Wie die Strategie rechts außen funktioniert, sieht man, wenn man zum Beispiel nach Ungarn schaut: Private Medien werden dort von Orban-Freunden aufgekauft. Außerhalb von Budapest gibt es kein Radio, kein Fernsehen, keine Zeitung, die nicht von Orban oder seinen Kumpeln kontrolliert wird. Unabhängige Journalistinnen und Journalisten werden als Agenten diffamiert. Bei meinem Besuch in Polen vor einigen Monaten waren auch die staatlich gelenkten Medien ein Thema. Es ist eine Tatsache, dass sämtliche Regionalzeitungen in der Hand regierungsnaher Konzerne sind. – Damit fehlt in diesen beiden Ländern etwas ganz Entscheidendes: Regierungskontrolle durch freie und handlungsfähige Medien und faktenbasierte Kritik an den politischen Akteurinnen und Akteuren. So ein Mediensystem mit Maulkorb und Fußfesseln wünschen sich vielleicht die Antragstellenden hier; das wird es mit uns aber nicht geben.

(Beifall beim BÜNDNIS 90/DIE GRÜNEN sowie der Abg. Dr. Petra Sitte [DIE LINKE] – Dr. Marc Jongen [AfD]: Doch, haben wir!)
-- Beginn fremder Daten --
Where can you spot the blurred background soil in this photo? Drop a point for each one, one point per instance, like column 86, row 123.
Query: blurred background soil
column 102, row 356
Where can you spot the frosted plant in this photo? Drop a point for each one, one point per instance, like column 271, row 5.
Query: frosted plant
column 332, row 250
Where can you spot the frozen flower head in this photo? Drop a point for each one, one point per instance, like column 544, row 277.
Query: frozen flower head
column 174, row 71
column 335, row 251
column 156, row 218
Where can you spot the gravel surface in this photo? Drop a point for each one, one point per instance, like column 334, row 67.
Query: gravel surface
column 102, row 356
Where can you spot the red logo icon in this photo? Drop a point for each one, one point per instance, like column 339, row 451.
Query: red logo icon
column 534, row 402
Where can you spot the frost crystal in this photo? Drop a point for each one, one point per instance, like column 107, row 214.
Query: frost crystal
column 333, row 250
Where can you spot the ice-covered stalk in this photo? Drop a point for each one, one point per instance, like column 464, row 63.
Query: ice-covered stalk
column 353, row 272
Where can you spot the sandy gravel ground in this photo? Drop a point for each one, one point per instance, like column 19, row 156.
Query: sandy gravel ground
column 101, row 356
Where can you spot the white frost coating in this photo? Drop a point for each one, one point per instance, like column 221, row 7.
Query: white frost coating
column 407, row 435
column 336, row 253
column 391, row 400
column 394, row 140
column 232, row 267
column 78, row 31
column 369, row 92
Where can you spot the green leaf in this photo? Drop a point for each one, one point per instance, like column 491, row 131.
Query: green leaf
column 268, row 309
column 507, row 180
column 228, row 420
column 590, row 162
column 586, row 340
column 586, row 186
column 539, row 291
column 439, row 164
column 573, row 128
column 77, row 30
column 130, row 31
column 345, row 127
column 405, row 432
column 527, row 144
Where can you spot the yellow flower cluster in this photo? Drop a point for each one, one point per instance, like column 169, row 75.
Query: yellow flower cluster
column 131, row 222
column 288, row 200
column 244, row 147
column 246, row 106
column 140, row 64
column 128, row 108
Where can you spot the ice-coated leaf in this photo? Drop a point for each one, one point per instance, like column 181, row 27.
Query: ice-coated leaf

Zur diversen Medienlandschaft in Deutschland gehört der öffentlich-rechtliche Rundfunk. Er ist eine tragende Säule unserer Demokratie, ein Garant für Freiheit und Vielfalt. Wer seine Legitimität und Funktion infrage stellt, der gefährdet Grundprinzipien unserer Gesellschaft. Der ÖRR ist keinem Parteiinteresse verpflichtet.

(Lachen bei Abgeordneten der AfD)

Es kann Ihnen zum Beispiel passieren, dass Sie an einem unschuldigen Dienstagabend, wie zum Beispiel am 20. September dieses Jahres, bei „Maischberger“ einen Auftritt von Alice Weidel und, wenn Sie dem menschlichen Impuls des Umschaltens folgen, dann bei „Markus Lanz“ Frau Wagenknecht mit ihren steilen Thesen sehen können. Das mag als Erlebnis schon schmerzhaft sein. Aber egal! Es ist die Vielfalt der Meinungen, auch wenn sie abstrus sind. Dafür stehen die Öffentlich-Rechtlichen. Ja, man darf in Deutschland alles sagen; aber man muss es dann auch ertragen und darf nicht rumheulen, wenn man Gegenwind bekommt.

(Beifall beim BÜNDNIS 90/DIE GRÜNEN – Zuruf der Abg. Beatrix von Storch [AfD])

Es sind Journalistinnen und Journalisten, die nach ihren handwerklichen Standards und ihrem Kodex unabhängig entscheiden, worüber sie und wie sie berichten. Das ist entscheidend für unsere Demokratie, entscheidend für unser Land.

Die öffentlich-rechtlichen Sender sind eine starke Antwort auf demokratiefeindliche Entwicklungen. Wir wollen die Meinungsbildung nicht milliardenschweren Konzernen wie Google und Facebook überlassen,

(Zuruf der Abg. Beatrix von Storch [AfD])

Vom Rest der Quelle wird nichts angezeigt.